Please note that HANA servers are typically not virtualized for technical reasons.

Adaptive Computing

While virtualization decouples hardware from the operating system, adaptive computing decouples the operating system from applications. Normally, virtual machines must be shut down to be rescaled or to have their operating systems updated, but adaptive computing enables one to make changes to an operating system and virtual machines, while they are running applications, with minimal downtimes.

To make this happen, one must first prepare a new VM with the required specifications. For example, this could require increasing the performance of the storage device and processor, upgrading the operating system, or replacing an over-sized VM with a smaller one. After this preparatory step, the application is simply “moved” from the old VM to the new one.

Another benefit of this process is increased reliability. If the new system does not function properly, one can always go back to the previous VM that has not yet been removed.


While virtualization and adaptive computing in a company’s data center ensure that business applications run more efficiently and cost-effectively, cloud providers have greater requirements. Their main concern is the ability to simultaneously run the applications of many different customers on their virtualized data center architecture.
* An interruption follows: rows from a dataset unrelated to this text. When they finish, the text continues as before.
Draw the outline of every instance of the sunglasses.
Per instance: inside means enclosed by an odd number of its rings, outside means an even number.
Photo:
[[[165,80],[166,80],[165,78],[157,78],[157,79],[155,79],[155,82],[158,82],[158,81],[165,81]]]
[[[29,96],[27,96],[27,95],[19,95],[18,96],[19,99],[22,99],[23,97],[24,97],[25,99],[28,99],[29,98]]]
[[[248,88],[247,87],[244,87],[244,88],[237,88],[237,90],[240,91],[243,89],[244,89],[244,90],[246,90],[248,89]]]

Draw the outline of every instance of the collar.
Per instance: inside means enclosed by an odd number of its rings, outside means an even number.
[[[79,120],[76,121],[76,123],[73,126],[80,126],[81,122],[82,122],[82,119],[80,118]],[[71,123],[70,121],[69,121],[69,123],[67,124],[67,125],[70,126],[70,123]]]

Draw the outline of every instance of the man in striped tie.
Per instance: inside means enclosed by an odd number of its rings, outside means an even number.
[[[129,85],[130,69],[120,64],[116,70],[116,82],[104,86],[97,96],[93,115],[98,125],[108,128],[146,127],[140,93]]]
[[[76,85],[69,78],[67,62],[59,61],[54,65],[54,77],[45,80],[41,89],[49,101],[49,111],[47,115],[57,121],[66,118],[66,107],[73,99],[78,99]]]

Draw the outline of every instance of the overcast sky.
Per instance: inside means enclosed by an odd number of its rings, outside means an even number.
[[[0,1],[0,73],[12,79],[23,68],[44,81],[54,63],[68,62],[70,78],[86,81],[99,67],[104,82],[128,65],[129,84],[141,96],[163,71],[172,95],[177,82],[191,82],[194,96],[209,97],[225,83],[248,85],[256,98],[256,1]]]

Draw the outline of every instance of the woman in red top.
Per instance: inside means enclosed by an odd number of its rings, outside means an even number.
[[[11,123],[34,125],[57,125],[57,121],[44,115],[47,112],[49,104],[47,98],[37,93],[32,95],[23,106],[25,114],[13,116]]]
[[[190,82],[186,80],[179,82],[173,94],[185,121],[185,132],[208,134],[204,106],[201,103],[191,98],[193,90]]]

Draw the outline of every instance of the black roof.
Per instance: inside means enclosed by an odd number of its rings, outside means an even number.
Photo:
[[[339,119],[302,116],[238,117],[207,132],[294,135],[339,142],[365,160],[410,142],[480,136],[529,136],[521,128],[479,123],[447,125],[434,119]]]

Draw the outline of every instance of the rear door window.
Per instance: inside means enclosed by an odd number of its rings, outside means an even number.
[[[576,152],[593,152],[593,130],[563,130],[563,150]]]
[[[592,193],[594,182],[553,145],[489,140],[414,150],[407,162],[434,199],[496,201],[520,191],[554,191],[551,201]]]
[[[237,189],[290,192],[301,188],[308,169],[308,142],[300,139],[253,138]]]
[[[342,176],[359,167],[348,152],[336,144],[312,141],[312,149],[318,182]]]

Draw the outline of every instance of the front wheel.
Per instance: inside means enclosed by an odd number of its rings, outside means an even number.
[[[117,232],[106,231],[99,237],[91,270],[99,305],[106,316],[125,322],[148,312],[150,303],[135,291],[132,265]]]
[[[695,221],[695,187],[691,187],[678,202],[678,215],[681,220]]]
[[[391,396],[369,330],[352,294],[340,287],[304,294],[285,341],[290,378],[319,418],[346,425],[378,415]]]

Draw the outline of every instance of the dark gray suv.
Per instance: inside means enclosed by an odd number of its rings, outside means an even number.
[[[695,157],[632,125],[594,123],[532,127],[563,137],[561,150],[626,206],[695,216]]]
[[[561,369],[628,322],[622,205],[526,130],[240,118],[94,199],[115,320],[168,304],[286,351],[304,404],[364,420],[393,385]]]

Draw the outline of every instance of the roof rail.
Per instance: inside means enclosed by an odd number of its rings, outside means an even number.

To achieve the greatest economies of scale, cloud providers run many customers on one application instance, typically in the form of a virtualized server and storage infrastructure. Customers are assigned a tenant; this is comparable to a client for on-premise applications. Multi-tenancy occurs when many customers can be served on one instance. Depending on the application’s size and the cloud software’s requirements, one system can accommodate more than 100 tenants.

In the SAP HANA Enterprise Cloud systems are typically of sizes that do not allow for multi-tenancy so that each customer is provided its own system.

For smaller size applications, like most line-of-business cloud-solutions, the system is configured in such a manner that the tenants of the individual customers are kept completely separate, in a logical sense. Thus, a given customer is not aware of the others and is unable to access anyone else’s data or functions. Besides having customer tenants, each system also has individually configured administration tenants.

One can easily see that such multi-tenant environments, as operated by cloud providers, achieve significantly greater economies of scale and can be run more cost-effectively than a data center within a given company. Regardless of whether upgrades, patches, or hot fixes are involved, in each case these activities are carried out for customers in one process, significantly reducing the cost per customer. Cloud providers generally pass on the cost savings to the customers.

As a result, customers not only become more flexible, they also benefit from low subscription prices and save on hardware, operating, and maintenance costs associated with the application.